If you take optics outside, you will eventually be confronted by an environment in which raindrops gather on your ocular lenses. But “confronted,” is not the same as “confounded.”
Yes, you’ll have raindrops on the lenses. No big deal. Most optics are sealed well enough to shrug off moisture. Most people’s first instinct is to wipe the lens. This is fine, providing you have the time and a proper lens-cleaning cloth. A quick swipe or a wipe with an ineffective, non-absorbent material (such as wool or synthetic pile), will only make the situation worse, smearing the lens with an opaque film. My advice for when time is short and a quick look at a bird is all you get is to simply look through the raindrop-spattered lenses. Yes, the image will be pocked with dark spots, but you will still see the bird.
Note, too, that some premium binoculars come with a water-shedding coating on the lenses. A rapid shake is all you need to send droplets flying.
Keeping your neck strap short will allow your chin and hat brim to prevent droplets from gathering at all.

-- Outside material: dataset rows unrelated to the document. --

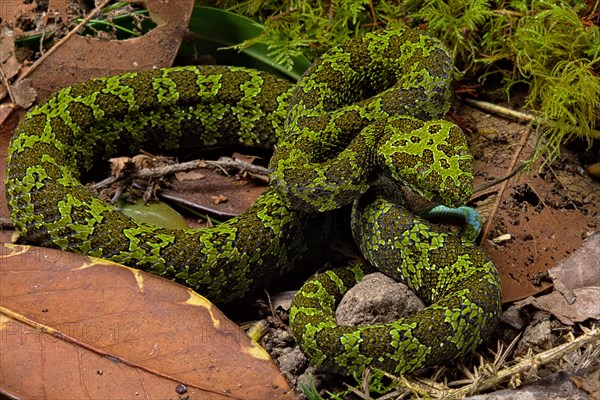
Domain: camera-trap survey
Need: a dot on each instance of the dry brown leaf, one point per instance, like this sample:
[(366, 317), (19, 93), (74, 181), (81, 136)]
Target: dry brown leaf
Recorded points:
[(189, 176), (8, 62), (81, 58), (218, 199), (23, 94), (77, 327)]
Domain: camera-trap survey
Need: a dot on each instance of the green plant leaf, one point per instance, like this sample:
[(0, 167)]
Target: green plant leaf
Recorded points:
[(219, 30)]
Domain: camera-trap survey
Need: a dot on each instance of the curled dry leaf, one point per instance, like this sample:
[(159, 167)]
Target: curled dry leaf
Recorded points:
[(77, 327)]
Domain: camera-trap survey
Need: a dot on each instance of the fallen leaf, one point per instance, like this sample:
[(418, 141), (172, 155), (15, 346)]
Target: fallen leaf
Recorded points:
[(81, 58), (23, 94), (590, 383), (78, 327), (189, 176)]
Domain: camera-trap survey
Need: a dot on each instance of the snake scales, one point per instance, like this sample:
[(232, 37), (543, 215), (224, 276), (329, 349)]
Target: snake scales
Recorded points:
[(361, 120)]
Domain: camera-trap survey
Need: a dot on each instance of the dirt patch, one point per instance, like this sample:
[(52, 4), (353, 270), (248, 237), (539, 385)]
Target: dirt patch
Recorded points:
[(548, 212)]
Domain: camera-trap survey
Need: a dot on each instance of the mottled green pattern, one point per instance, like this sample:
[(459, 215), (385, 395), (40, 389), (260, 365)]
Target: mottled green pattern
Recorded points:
[(367, 108), (454, 277)]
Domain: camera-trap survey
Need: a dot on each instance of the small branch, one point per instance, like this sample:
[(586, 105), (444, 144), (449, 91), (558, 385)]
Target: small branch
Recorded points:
[(523, 117), (518, 151), (64, 39), (592, 337), (225, 163)]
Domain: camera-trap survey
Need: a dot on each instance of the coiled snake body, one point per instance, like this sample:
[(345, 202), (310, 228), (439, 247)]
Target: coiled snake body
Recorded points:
[(364, 115)]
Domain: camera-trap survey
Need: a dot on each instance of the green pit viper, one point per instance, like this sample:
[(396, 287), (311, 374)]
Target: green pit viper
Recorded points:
[(363, 119)]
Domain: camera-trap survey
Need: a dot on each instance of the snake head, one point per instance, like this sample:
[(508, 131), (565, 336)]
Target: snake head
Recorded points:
[(430, 157)]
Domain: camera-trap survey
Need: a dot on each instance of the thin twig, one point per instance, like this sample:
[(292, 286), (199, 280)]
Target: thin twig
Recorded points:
[(223, 164), (518, 151), (523, 117)]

Rain guards, are, of course, ideal protection, providing they don’t fit so snugly that the resulting vacuum/suction prevents easy removal. I’ve seen some rain guards so tight their removal pulled the ocular lens right out of the instrument.
You can make your own rain guard out of a square of chamois cloth cut with slits to accommodate your binocular strap. The cloth then folds over the oculars. It’s simple, cheap, and effective.